It's not your imagination, offensive and off-topic posts were removed. You didn't really miss any relevant on-topic posts.

Anyway, you guys are more than welcome to resume the discussion, but in a friendly manner. Thanks


----------



## Phil P (Jul 25, 2010)

Peter

Have you ever seen 6mm shank cutters where you are?


----------



## BigJimAK (Mar 13, 2009)

I always figured the 6mm, 8mm and 12mm were akin to 1/4", 3/8" and 1/2" router bits. I don't know that I've ever seen a 3/8" bit for sale so I'm guessing they just didn't get popular here but they may exist??

I recieved all three collets / collet adapters with my old Ryobi RE600 (circa 1990).


----------



## Phil P (Jul 25, 2010)

BigJimAK said:


> I don't know that I've ever seen a 3/8" bit for sale so I'm guessing they just didn't get popular here but they may exist??


Theye were a lot more common 40 or so years back, Jim, but with the an ever increasing range of router cutters available I guess it just made economic sense to settle on the 1/4in and 1/2in sizes. BTW the Germans also had 10mm shank cutters (another disappearing size) as well as M10 x 1 and M16 x 1.5 which are still available for some specialist machines such as the Scheer routers


----------



## istracpsboss (Sep 14, 2008)

Phil P said:


> Peter
> 
> Have you ever seen 6mm shank cutters where you are?


Rarely. Einhell sometimes do routers together with a set of 6mm cutters. I've seen them in Lidl, too. The majority of the stuff locally seems to be Freud or CMT 8mm and occasionally Mullner 8mm. The biggest problem is the very limited range of maybe twenty different basic profiles. 

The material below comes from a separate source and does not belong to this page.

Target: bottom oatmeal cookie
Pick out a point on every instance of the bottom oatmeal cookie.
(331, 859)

Most woodworking done here is professional, using shapers and if I want specific router cutters I need to order them. I presume they wait until they've a decent sized order before putting it in, as it takes for ever. It's usually quicker to pull them in from abroad with friends visiting. 12mm I haven't seen at all here, although the bigger routers come with 12mm collets. It's the shaper thing again. They do things like cabinet work with those.

The only other hobby woodworker close to me doesn't even own a router, although he has plenty of other power tools. It isn't a common hobby here.

Cheers

Peter


----------



## istracpsboss (Sep 14, 2008)

Phil P said:


> Theye were a lot more common 40 or so years back, Jim, but with the an ever increasing range of router cutters available I guess it just made economic sense to settle on the 1/4in and 1/2in sizes. BTW the Germans also had 10mm shank cutters (another disappearing size) as well as M10 x 1 and M16 x 1.5 which are still available for some specialist machines such as the Scheer routers


Those Scheers are interesting. Maybe my old Italian router will take the M16s (Note to Menwith Hill - we are talking router cutters here !)

Cheers

Peter


----------



## Engine44 (Mar 8, 2011)

I want to thank everyone for their responses to my original post. I get the impression that router bit choices are limited here compared to the U.S. Apparently I should choose a router that will accept both U.S. and European bits.


----------



## Phil P (Jul 25, 2010)

Basically, Bob, manufacturers of the European 1/2in plunge routers (Bosch, deWalt, Metabo, Felisatti, Freud, Trend, et al) all supply both Imperial and metric collets. American fixed base machines (e.g. Porter-Cable, Milwaukee, Ridgid, Craftsman, dewalt fixed base, Bosch fixed base) generally only come with Imperial collets. there are exceptions, though, porter-cable do list 8mm collets for the 691, although they're difficult to source, and Bosch lists both 8mm and 12mm collets for the GMF1400CE (part 737). It all depends on which cutters you can get hold of easily.

BTW where abouts are you in NL?


----------



## Engine44 (Mar 8, 2011)

Thanks. I am in Almere.


----------



## gav (Oct 12, 2009)

Another option I came across.
AEG now do a combo router 1400 watt with fixed and plunge base.
From some of the pics I've seen, it does have above table height adjustment when using the fixed base.

It sells for 360 euro in Germany and the site says there are dealers in the Netherlands.

MF 1400 KE | www.aeg-powertools.nl


----------



## istracpsboss (Sep 14, 2008)

Interestingly MF 1400 KE | www.aeg-powertools.nl comes as standard with just 8mm and 12mm collets in the Netherlands suggesting a distinct lack of availability of 1/2" or 1/4" bits there.

Cheers

Peter


----------



## Engine44 (Mar 8, 2011)

Yes, true


----------